Including, potentially, anyone in need of ‘special’ education.

Funded under Education, Health, and Care statements.

Which unlike SEN, make the social services responsible for ‘protecting’ a child’s ‘welfare’.

So now, all ‘special needs’ children, are deemed  in need of the protection.

Discriminatory of parents and children,in breach of the Equality Act, and,s 8 Human Rights Act.

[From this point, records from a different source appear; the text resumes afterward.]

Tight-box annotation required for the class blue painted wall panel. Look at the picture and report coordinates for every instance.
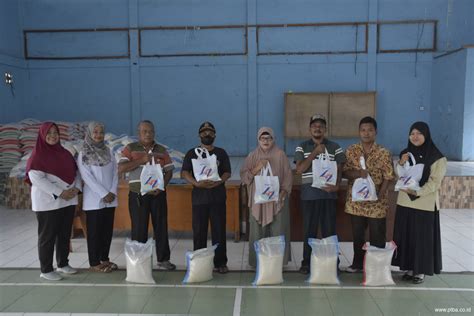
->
[0,1,23,58]
[379,23,435,50]
[377,62,431,154]
[0,0,474,160]
[254,62,367,155]
[140,65,247,155]
[20,0,129,29]
[0,1,25,124]
[462,48,474,160]
[258,25,366,53]
[141,28,246,55]
[138,0,247,27]
[257,0,368,24]
[430,50,466,160]
[27,31,128,58]
[24,67,130,134]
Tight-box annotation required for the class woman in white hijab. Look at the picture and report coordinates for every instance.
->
[240,127,293,267]
[77,122,118,273]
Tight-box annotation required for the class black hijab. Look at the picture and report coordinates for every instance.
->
[400,122,444,187]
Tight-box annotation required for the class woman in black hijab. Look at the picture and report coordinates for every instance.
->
[392,122,447,284]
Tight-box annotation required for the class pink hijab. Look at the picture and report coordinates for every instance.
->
[240,127,293,226]
[25,122,77,184]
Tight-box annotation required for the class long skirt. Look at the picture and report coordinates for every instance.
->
[392,205,442,275]
[249,197,291,267]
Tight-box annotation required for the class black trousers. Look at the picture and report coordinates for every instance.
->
[128,192,170,262]
[36,205,76,273]
[351,215,387,269]
[85,207,115,267]
[193,202,227,268]
[301,199,339,267]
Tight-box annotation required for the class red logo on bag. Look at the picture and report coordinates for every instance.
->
[145,177,158,188]
[262,187,275,200]
[199,166,212,177]
[357,186,369,199]
[319,169,332,182]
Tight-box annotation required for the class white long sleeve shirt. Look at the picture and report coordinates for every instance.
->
[28,170,82,212]
[77,152,118,211]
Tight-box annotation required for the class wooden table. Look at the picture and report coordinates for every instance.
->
[114,181,240,241]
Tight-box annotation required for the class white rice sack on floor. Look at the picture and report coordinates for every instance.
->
[183,245,217,283]
[362,241,397,286]
[252,235,285,285]
[125,238,155,284]
[308,235,339,284]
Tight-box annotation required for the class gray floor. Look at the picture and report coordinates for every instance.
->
[0,207,474,272]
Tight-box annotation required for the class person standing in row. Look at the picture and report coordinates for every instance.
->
[295,114,346,274]
[240,127,293,268]
[392,122,447,284]
[343,116,394,273]
[119,120,176,270]
[77,122,118,272]
[181,122,231,273]
[26,122,81,281]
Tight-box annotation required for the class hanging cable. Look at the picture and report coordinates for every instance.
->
[354,24,359,75]
[415,21,425,78]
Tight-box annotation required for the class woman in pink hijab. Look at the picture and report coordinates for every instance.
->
[26,122,81,281]
[240,127,293,267]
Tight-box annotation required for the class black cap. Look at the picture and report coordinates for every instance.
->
[199,122,216,133]
[309,114,327,125]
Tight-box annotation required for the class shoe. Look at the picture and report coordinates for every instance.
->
[298,266,309,274]
[214,266,229,274]
[56,265,77,274]
[40,271,63,281]
[89,263,112,273]
[402,273,413,281]
[413,274,425,284]
[101,261,118,271]
[345,266,362,273]
[158,261,176,271]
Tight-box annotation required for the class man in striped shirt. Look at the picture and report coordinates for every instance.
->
[295,114,346,274]
[119,120,176,270]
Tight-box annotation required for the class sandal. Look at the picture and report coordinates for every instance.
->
[89,263,112,273]
[102,261,118,271]
[402,273,413,281]
[413,276,425,284]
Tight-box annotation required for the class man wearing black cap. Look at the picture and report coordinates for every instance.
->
[181,122,231,273]
[295,114,346,274]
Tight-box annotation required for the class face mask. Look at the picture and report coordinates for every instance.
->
[201,136,215,146]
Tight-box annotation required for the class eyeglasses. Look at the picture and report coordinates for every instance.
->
[258,136,273,142]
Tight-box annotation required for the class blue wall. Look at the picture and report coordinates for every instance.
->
[0,1,25,122]
[462,47,474,160]
[430,50,466,159]
[0,0,474,155]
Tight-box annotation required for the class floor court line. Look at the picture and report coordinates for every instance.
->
[0,283,474,292]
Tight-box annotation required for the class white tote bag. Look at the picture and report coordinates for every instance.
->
[191,147,221,182]
[253,163,280,204]
[395,153,425,191]
[352,156,377,202]
[140,153,165,195]
[311,149,337,189]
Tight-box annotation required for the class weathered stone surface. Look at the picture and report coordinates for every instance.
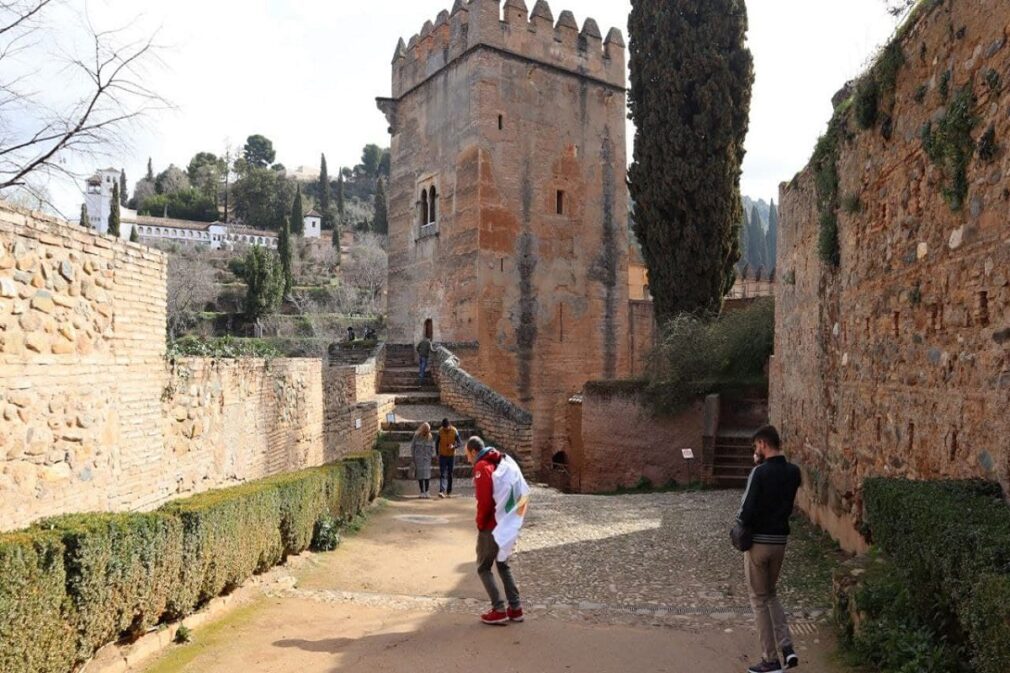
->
[771,0,1010,549]
[381,9,631,470]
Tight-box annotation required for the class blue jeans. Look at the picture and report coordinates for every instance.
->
[438,456,456,493]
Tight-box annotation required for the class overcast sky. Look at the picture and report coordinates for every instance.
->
[19,0,894,216]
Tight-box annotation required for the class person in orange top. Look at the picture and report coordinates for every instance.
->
[438,418,460,498]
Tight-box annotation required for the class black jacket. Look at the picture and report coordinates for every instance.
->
[736,456,802,545]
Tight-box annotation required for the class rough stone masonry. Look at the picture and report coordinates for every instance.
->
[771,0,1010,549]
[379,0,630,467]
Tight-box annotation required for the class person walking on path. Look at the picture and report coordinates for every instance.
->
[438,418,460,498]
[410,423,435,500]
[467,437,529,626]
[417,337,431,385]
[736,425,802,673]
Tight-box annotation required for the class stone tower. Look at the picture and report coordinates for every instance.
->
[379,0,628,467]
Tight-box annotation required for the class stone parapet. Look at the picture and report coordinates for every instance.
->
[393,0,626,99]
[434,346,536,468]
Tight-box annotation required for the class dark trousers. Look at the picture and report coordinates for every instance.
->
[438,456,456,494]
[477,531,522,612]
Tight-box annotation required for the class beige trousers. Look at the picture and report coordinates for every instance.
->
[743,545,793,661]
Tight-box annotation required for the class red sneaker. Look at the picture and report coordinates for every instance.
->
[481,610,508,627]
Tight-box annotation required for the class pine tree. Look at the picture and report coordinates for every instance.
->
[108,182,119,238]
[372,178,389,235]
[628,0,753,323]
[336,171,344,224]
[290,185,305,236]
[119,169,129,208]
[319,155,335,229]
[277,217,295,296]
[765,199,779,270]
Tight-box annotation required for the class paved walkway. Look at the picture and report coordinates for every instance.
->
[138,485,848,673]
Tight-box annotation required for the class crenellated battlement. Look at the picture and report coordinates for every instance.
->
[393,0,626,99]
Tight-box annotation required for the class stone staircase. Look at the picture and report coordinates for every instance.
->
[712,397,768,489]
[379,345,477,480]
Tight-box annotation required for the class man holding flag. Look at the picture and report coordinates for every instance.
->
[467,437,529,626]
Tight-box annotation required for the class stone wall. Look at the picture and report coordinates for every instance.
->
[567,382,711,493]
[435,346,536,468]
[771,0,1010,549]
[0,202,388,531]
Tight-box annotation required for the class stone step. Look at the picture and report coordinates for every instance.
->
[396,465,474,478]
[393,391,441,405]
[383,422,477,444]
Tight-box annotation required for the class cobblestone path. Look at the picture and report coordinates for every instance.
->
[138,485,838,673]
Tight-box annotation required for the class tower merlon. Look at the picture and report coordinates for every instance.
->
[393,0,626,98]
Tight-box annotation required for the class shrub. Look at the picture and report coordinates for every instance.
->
[0,530,75,673]
[864,479,1010,673]
[645,298,775,412]
[164,482,284,616]
[36,513,182,661]
[266,468,327,557]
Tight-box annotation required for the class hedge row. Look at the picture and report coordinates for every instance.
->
[0,452,384,673]
[864,479,1010,673]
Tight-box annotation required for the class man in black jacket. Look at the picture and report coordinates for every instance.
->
[736,425,801,673]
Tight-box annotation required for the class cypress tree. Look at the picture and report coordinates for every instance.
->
[765,199,779,269]
[336,171,343,222]
[108,182,119,238]
[277,217,295,296]
[319,155,334,229]
[372,178,389,235]
[628,0,753,323]
[119,169,129,208]
[291,185,305,236]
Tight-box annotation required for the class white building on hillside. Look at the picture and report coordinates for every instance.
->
[85,169,322,250]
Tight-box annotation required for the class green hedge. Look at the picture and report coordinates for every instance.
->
[0,452,383,673]
[0,531,76,673]
[864,479,1010,673]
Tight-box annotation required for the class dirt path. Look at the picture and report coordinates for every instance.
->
[145,483,836,673]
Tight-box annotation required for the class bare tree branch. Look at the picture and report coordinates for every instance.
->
[0,0,171,190]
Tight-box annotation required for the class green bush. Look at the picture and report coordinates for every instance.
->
[0,452,383,673]
[267,468,326,557]
[645,298,775,412]
[864,479,1010,673]
[164,482,284,616]
[36,513,183,661]
[0,530,76,673]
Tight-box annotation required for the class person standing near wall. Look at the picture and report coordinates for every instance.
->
[734,425,802,673]
[417,337,431,385]
[410,423,435,500]
[438,418,460,498]
[467,437,529,626]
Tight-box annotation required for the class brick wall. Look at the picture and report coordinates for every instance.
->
[0,202,389,531]
[771,0,1010,549]
[435,346,535,475]
[568,382,710,493]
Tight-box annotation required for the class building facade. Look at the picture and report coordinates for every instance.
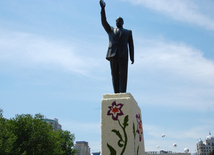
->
[196,133,214,155]
[43,118,62,131]
[74,141,90,155]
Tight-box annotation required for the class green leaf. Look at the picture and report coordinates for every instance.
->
[107,143,117,155]
[111,129,123,141]
[123,115,129,128]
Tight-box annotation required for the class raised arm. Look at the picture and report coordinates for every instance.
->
[100,0,111,33]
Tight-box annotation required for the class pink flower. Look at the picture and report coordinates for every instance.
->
[107,101,124,121]
[136,114,143,141]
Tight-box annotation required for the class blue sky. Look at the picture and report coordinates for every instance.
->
[0,0,214,152]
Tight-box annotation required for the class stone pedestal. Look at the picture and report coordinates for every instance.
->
[101,93,145,155]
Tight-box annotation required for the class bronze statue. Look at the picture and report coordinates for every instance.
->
[100,0,134,93]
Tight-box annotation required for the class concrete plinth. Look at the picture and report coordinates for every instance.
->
[101,93,145,155]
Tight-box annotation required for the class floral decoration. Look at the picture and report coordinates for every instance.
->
[136,114,143,141]
[107,101,129,155]
[107,101,124,121]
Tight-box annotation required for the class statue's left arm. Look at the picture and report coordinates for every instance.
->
[128,31,134,64]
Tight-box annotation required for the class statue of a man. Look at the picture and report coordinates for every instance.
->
[100,0,134,93]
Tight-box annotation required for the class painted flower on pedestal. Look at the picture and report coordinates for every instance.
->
[136,114,143,141]
[107,101,124,121]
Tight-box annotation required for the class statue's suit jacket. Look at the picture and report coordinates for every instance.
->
[101,8,134,61]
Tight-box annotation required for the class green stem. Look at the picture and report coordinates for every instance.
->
[118,119,127,155]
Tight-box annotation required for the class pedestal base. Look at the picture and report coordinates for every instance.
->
[101,93,145,155]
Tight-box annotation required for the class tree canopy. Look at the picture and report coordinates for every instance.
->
[0,109,76,155]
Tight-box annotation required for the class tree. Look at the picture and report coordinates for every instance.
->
[0,110,75,155]
[59,130,77,155]
[208,149,214,155]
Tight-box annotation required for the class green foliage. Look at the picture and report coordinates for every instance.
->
[208,149,214,155]
[59,130,77,155]
[0,109,75,155]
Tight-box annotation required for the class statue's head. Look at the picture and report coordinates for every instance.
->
[116,17,124,28]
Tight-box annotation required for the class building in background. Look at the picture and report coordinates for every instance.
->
[196,133,214,155]
[92,152,100,155]
[74,141,90,155]
[43,118,62,131]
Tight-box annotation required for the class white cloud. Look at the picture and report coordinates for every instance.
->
[0,31,98,75]
[124,0,214,30]
[135,40,214,85]
[144,124,212,152]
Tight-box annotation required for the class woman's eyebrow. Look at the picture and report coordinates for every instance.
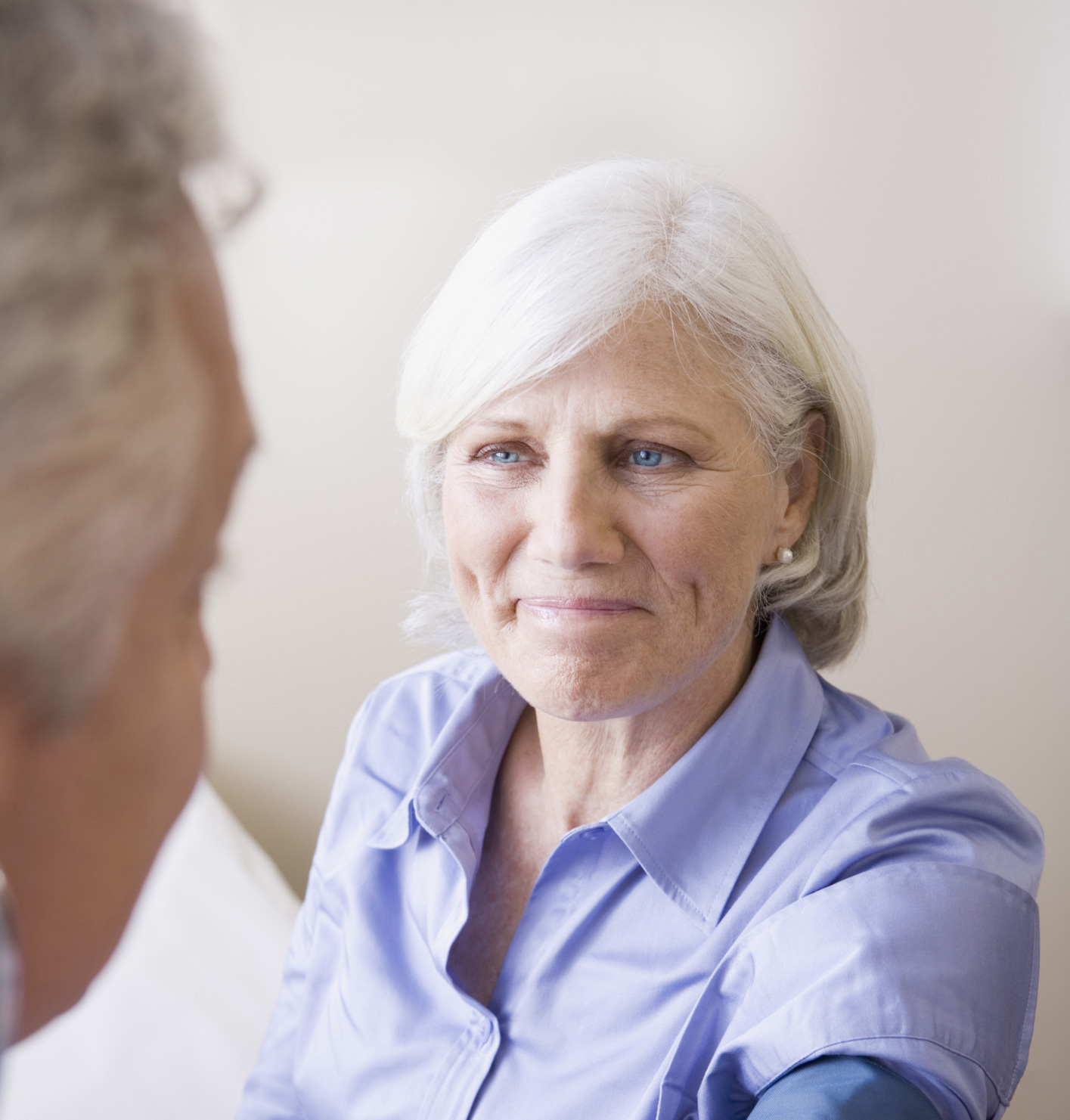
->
[461,413,710,439]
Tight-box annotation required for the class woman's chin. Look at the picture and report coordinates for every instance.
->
[495,647,660,722]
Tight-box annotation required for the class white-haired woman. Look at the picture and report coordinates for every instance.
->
[240,161,1042,1120]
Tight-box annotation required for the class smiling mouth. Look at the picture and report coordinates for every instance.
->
[516,596,645,622]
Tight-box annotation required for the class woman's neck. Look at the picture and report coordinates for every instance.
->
[517,626,755,843]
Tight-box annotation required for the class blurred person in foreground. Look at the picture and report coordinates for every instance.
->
[0,0,252,1045]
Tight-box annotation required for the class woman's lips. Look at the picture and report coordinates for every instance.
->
[516,594,644,622]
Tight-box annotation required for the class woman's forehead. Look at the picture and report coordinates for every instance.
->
[464,321,736,429]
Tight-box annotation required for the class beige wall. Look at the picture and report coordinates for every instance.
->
[188,0,1070,1120]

Strengthening a disabled’s  status, as a ‘child in need’, under the Children Act, see my article NLJ ‘The Disability Trap’.

EHCS,  also allow care, health, and educations distinct roles to overlap.

And,  their funding to be mixed and transparency even more obscured..

SEN/EHCS, do not apply to private schools.

So, the rich, can avoid, state intervention, and, are, allowed, their legal rights.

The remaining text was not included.